Robust domestic demand and protectionist measures by the government will help the domestic steel industry going forward and earnings of major players like Tata Steel will increase significantly due to newly-added capacity, says a report. “Among the major steel-producing Asian countries, operating conditions will be the most supportive in India, because of the robust domestic demand and protectionist measures. This is despite an increase in raw material prices and new capacity additions,” international rating agency Moody’s said today in its ‘Asia Steel Outlook 2018′ report.
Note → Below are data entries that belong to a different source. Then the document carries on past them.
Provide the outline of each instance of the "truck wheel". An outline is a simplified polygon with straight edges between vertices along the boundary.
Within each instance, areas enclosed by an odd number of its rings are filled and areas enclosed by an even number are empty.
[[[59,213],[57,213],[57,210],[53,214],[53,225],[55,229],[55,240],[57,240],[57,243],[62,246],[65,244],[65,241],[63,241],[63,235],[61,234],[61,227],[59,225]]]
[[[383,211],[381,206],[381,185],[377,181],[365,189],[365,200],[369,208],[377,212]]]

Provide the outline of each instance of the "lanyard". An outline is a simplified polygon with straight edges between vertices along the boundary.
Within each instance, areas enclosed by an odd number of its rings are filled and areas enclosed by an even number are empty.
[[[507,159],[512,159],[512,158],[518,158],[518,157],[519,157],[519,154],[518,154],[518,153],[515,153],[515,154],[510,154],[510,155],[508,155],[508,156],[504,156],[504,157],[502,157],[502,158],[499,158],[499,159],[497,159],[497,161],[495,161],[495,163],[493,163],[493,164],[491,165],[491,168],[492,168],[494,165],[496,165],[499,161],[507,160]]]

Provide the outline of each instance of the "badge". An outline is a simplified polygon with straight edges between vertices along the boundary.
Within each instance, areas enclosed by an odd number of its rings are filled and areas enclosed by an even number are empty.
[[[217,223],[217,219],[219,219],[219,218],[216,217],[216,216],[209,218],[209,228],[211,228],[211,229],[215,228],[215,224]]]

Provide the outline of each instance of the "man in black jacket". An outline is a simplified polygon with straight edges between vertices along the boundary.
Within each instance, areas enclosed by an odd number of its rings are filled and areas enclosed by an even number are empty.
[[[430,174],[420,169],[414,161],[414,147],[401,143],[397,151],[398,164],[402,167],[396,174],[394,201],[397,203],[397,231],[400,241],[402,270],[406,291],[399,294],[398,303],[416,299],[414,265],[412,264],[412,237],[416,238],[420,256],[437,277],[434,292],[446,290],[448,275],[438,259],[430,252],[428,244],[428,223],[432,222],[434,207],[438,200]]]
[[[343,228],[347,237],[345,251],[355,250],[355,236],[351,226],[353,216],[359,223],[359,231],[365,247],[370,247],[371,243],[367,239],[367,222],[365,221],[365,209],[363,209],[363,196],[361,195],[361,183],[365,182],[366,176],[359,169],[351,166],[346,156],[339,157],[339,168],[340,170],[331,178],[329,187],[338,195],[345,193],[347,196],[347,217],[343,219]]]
The agency said the earnings of Tata Steel will increase significantly due to newly-added capacity, and the same will remain steady for JSW Steel.
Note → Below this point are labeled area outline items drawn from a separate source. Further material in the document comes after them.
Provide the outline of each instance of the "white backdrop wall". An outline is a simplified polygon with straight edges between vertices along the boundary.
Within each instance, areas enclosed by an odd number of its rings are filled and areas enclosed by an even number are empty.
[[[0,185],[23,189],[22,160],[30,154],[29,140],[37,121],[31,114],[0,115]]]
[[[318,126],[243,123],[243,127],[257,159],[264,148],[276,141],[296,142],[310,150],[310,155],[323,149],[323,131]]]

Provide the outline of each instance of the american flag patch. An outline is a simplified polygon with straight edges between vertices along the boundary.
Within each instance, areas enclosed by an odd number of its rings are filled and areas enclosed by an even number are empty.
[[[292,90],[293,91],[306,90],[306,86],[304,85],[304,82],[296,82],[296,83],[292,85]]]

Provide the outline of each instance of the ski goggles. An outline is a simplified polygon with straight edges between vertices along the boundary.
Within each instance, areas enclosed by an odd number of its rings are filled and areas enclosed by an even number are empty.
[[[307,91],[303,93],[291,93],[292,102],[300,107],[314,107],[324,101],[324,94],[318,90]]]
Moody’s has given a stable outlook with Ba3 rating for both Tata Steel and JSW steel. “The likely stable profitability for Asian steelmakers is underpinned by the removal of excess production capacity in China and broadly steady demand in Asia as a whole,” Moody’s senior vice-president Kai Hu said. “Overall Asian steel demand will remain stable, with robust demand growth in South and Southeast Asia, and flat in China as it sees Chinese capacity to continue to decline, due to its government’s supply-side reforms and environmental protection measures, the factors which will reduce the supply glut in Asia,” Hu said.
China drives the outlook for steel companies in Asia because the country represents the region’s largest steel consumer as well as producer. Elsewhere in the region, domestic demand will remain steady in Japan and Korea, which, together with their steelmakers’ efforts to cut costs and increase production of premium products, should keep earnings in these two markets higher than last year, it added.